Kor’Thank: Chapter 26

They were back in the lab.

They tumbled out the door and started running.  The monster from the Bloom followed hot on their heels.

Eun blurted, “What the FUCK is that th—”

“I DON’T KNOW!” Peter screamed.  [TIMEKEEPER!]

[I’m a little BUSY right now, Peter!]  The demigod’s voice boomed through their minds.  [Why did you open the gate???  Holly isn’t ready!  Both parties have to be at an equivalent stage in their psychic development before—]

[What the FUCK!] Peter yelled.  Eun grabbed his sleeve and yanked him into a left turn. [We couldn’t hear you, you cryptic-ass douche!]

[Eun was trying to stop you!  Why’d you jump the gun when she was—]

[The fault is mine.] Kora projected as they raced down a corridor.  [If I hadn’t—]

[Later!] Eun snapped.  [We need to focus on getting the hell out of here!]

They took a right and almost ran into a pair of guards.  Hands shot to holstered pistols.

“Hey!” one of them shouted.  “You’re not allowed to—”

“RUN!”  Peter slashed the air with his arm. “FUCKING RUN!”

The guards looked past the teens, zeroing in on the slobbering horror that was crashing down the hallway.  To their credit they didn’t freeze—they flicked their guns up and started firing.  The hallway filled with bone-quaking laughter.
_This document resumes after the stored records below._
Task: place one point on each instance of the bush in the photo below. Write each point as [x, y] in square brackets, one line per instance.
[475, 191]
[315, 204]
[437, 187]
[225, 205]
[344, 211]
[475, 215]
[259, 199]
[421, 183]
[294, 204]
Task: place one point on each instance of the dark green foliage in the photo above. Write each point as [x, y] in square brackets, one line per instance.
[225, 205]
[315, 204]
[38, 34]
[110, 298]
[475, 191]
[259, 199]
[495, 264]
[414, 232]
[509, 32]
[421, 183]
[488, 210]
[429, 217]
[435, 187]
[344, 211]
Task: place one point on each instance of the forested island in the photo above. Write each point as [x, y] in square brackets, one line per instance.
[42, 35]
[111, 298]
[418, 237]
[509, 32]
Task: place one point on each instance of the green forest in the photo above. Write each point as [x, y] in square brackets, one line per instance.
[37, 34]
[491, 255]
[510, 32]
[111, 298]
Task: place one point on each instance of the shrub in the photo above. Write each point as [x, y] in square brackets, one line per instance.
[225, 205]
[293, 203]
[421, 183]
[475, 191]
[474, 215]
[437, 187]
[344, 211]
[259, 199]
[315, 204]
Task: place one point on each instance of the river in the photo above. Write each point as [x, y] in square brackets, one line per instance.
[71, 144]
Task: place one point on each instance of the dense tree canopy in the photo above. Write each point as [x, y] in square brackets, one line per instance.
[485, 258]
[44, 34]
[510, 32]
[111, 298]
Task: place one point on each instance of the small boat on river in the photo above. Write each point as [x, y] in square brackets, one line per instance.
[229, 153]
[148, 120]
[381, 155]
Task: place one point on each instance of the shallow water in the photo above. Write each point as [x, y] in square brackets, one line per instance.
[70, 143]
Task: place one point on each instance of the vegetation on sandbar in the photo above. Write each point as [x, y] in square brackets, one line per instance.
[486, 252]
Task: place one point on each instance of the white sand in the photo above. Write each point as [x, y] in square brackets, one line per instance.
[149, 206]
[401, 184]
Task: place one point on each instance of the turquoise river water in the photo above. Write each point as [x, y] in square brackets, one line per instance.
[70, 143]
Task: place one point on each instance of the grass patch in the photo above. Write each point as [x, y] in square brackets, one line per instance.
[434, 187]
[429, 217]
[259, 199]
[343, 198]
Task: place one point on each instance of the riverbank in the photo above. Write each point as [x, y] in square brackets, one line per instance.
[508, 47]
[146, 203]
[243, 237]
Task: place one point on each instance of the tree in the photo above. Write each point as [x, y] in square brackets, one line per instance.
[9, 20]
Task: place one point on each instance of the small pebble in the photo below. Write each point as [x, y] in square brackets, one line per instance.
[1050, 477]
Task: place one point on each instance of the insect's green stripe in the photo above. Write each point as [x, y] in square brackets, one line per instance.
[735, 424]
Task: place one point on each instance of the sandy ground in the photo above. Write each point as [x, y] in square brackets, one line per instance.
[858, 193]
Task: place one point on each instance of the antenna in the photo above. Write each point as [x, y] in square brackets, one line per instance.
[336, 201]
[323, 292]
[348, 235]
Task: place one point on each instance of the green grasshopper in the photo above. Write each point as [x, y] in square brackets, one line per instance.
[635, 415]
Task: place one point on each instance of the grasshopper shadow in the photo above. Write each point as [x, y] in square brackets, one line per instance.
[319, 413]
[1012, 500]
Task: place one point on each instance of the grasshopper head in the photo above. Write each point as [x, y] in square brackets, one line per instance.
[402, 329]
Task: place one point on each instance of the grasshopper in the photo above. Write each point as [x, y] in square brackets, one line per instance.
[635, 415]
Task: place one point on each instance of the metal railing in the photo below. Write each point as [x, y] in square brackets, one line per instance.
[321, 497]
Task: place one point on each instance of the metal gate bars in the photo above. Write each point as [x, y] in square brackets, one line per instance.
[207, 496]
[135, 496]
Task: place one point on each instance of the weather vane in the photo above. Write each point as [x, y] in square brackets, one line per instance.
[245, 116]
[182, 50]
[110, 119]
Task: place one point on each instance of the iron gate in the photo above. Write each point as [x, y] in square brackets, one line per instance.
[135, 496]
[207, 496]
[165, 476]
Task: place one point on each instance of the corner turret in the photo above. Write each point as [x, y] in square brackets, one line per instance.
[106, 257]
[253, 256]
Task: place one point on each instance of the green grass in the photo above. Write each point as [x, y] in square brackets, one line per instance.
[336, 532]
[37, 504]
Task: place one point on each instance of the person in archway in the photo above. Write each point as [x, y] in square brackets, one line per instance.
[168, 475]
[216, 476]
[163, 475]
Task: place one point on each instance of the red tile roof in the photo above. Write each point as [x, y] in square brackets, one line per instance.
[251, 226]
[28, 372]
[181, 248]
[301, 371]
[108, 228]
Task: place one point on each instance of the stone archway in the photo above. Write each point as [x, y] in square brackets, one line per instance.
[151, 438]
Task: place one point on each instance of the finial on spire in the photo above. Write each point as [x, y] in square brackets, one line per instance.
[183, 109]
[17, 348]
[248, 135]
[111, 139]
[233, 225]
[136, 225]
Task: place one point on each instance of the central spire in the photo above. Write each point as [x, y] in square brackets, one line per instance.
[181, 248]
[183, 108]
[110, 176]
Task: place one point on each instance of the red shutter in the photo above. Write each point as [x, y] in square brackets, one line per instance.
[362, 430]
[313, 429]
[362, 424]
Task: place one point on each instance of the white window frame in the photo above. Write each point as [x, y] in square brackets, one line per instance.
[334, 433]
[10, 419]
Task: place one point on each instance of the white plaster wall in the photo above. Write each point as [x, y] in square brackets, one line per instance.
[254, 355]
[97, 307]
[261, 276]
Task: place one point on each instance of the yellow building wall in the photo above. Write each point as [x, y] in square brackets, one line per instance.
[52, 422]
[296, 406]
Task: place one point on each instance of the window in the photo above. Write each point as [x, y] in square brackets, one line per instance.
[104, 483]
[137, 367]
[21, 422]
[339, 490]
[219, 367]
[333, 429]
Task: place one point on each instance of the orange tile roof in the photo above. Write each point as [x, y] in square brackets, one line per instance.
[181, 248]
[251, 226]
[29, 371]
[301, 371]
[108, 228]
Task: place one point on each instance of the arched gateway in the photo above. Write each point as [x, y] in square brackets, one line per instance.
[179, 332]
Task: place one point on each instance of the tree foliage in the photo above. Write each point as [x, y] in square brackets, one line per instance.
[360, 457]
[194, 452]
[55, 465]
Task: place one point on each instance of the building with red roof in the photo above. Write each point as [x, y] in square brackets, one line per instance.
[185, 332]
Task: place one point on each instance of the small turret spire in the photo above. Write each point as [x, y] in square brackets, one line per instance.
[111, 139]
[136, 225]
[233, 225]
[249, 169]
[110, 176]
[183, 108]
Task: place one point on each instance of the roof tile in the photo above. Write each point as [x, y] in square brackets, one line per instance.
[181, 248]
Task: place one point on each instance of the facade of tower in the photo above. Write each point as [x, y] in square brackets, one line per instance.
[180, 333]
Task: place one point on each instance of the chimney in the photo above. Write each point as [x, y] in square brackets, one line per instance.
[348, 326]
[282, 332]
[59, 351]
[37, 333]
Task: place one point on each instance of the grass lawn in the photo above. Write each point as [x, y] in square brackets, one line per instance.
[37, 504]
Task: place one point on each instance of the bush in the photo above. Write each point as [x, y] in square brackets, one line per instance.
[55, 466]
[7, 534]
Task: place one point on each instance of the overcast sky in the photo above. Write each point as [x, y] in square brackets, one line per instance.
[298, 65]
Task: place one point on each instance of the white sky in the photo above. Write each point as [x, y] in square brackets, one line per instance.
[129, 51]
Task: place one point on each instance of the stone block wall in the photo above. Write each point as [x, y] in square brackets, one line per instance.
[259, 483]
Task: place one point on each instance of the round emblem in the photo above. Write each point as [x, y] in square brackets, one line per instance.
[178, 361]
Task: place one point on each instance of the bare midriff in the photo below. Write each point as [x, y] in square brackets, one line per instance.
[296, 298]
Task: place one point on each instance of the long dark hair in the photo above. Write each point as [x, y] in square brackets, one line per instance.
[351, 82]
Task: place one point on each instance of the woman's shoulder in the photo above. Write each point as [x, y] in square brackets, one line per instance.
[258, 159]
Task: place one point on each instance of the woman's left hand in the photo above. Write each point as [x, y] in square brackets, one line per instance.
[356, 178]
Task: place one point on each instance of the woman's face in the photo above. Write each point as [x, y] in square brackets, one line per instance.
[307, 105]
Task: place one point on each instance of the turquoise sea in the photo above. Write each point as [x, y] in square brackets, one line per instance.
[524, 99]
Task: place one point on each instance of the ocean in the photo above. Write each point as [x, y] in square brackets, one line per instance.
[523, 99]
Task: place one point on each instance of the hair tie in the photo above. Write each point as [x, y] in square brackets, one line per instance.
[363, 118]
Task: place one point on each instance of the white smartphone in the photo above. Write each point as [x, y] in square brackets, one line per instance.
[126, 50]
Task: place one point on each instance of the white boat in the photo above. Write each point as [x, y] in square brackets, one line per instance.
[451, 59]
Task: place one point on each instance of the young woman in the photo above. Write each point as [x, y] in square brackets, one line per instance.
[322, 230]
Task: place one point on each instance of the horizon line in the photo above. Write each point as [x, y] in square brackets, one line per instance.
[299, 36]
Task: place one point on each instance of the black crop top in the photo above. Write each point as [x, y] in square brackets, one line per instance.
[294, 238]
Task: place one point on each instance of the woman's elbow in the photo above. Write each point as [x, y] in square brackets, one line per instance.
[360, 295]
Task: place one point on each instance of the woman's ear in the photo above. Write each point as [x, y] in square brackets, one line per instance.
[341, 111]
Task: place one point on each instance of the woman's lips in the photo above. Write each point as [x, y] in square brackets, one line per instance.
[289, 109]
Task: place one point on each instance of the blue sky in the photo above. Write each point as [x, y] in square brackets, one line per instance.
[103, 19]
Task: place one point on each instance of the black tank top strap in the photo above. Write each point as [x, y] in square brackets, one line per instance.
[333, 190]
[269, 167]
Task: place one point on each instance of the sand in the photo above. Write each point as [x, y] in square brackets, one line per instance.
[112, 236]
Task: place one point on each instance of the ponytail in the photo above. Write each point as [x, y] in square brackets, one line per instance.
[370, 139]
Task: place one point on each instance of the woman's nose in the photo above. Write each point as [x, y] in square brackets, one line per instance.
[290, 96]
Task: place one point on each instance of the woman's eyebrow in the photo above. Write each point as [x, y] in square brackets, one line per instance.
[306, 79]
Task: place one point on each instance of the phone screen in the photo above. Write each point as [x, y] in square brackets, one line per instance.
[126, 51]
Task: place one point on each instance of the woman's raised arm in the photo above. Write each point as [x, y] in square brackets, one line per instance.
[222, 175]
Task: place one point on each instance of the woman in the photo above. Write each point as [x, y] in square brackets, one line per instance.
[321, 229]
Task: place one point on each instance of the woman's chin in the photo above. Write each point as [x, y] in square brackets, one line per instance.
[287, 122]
Peter glanced over his shoulder and screamed, “RUN!” but it was too late.  The guards were enveloped by a grainy black mist; brimming with fangs, pincers, and slick-suckered tentacles.  Their frantic yells turned to panicked screams.  Bones cracked with resounding snaps, and their piercing death knell became animalistic; they barely sounded human.

“Fuck!”  Peter’s heart was beating a million miles a minute.  “FUCK!”  He almost took a wrong turn—almost went right—but Kora pulled him back.

“Straight ahead!” she yelled.  “You’re going the wrong—”

“Both of you are wrong!” Eun screamed, pulling the two of them into a left-hand turn.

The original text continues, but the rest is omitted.